Il giovane cast colpisce per l’intensità drammatica e su tutte svetta l’interpretazione di Ernesto Petti nei panni di Carlo Gérard. La sua voce un po’ grezza e a tratti brutale aderisce perfettamente al personaggio del servo rivoltoso che nel corso del dramma musicale si ravvede, lasciando il pubblico giustamente soddisfatto dalla prestazione del baritono campano. Altro bravo interprete è stato il tenore Samuele Simoncini che, nei panni del poeta Chénier, pur senza strafare riesce ad innescare il transfert emotivo con la platea, cesellando molte belle frasi (tranne purtroppo quelle ardue delle arie più famose). Bifronte la prova di Saoia Hernández, voce di Maddalena di Coigny. Se come fraseggio e voce si può e si deve certamente lodare la cantante spagnola, è ormai inaccettabile che regolarmente nel registro acuto, laddove ci siano vocali scomode da emettere, si proceda alla sostituzione con vocali più semplici, cosa che sistematicamente la cantante attua (nella celebre La mamma morta, per esempio, oblìo si trasforma in un marinaresco oblò). Interessante la voce di Bersi, interpretata da Nozomi Kato, dal colore brunito e suadente così come convincente è il Roucher di Stefano Marchisio che, con una voce forse troppo leggera, approfondisce a dovere le caratteristiche del personaggio. Alex Martini convince di più nelle vesti del pubblico accusatore Fouquier Tinville che nei panni di Pietro Fléville, mentre è assai discutibile l’apporto di Alfonso Zambuto, l’Incredibile, dalla voce tutt’altro che godibile alla quale si aggiungono pettinatura e occhiali arrivati direttamente dagli anni ‘50 (se solo gli avessero dato una Vespa…).

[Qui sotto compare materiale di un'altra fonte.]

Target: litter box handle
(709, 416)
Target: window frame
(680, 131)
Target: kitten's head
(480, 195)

Giovanni Di Stefano si è molto sbracciato dal podio per chiedere grandi sonorità all’Orchestra dell’Emilia-Romagna Arturo Toscanini (che ha diligentemente assecondato il navigato direttore) perdendo per la tanta foga addirittura la bacchetta, gentilmente raccolta dai musicisti in buca. Forse questa richiesta era, però, sovradimensionata rispetto al teatro e alla potenza di fuoco dei cantanti, tanto che in più di un’occasione l’orchestra era più protagonista degli interpreti in scena (con grande gioia degli ottimi fiati che potevano suonare a loro agio senza limitazioni). Non è certo una sorpresa, invece, l’Associazione Coro Lirico Terre Verdiane – Fondazione Teatro Comunale di Modena, agli ordini di Stefano Colò, costruito con perizia e artefice di una rappresentazione maiuscola.

Il teatro musicale è sempre una scoperta perché anche nella scena più estrosa e irreale riesce nella rappresentazione della realtà, allegorica o meno, e di essa sottolinea i vizi e le virtù ricordando al pubblico che la cultura è lo specchio dell’umanità e senza ciò questa, semplicemente, smarrisce sé stessa.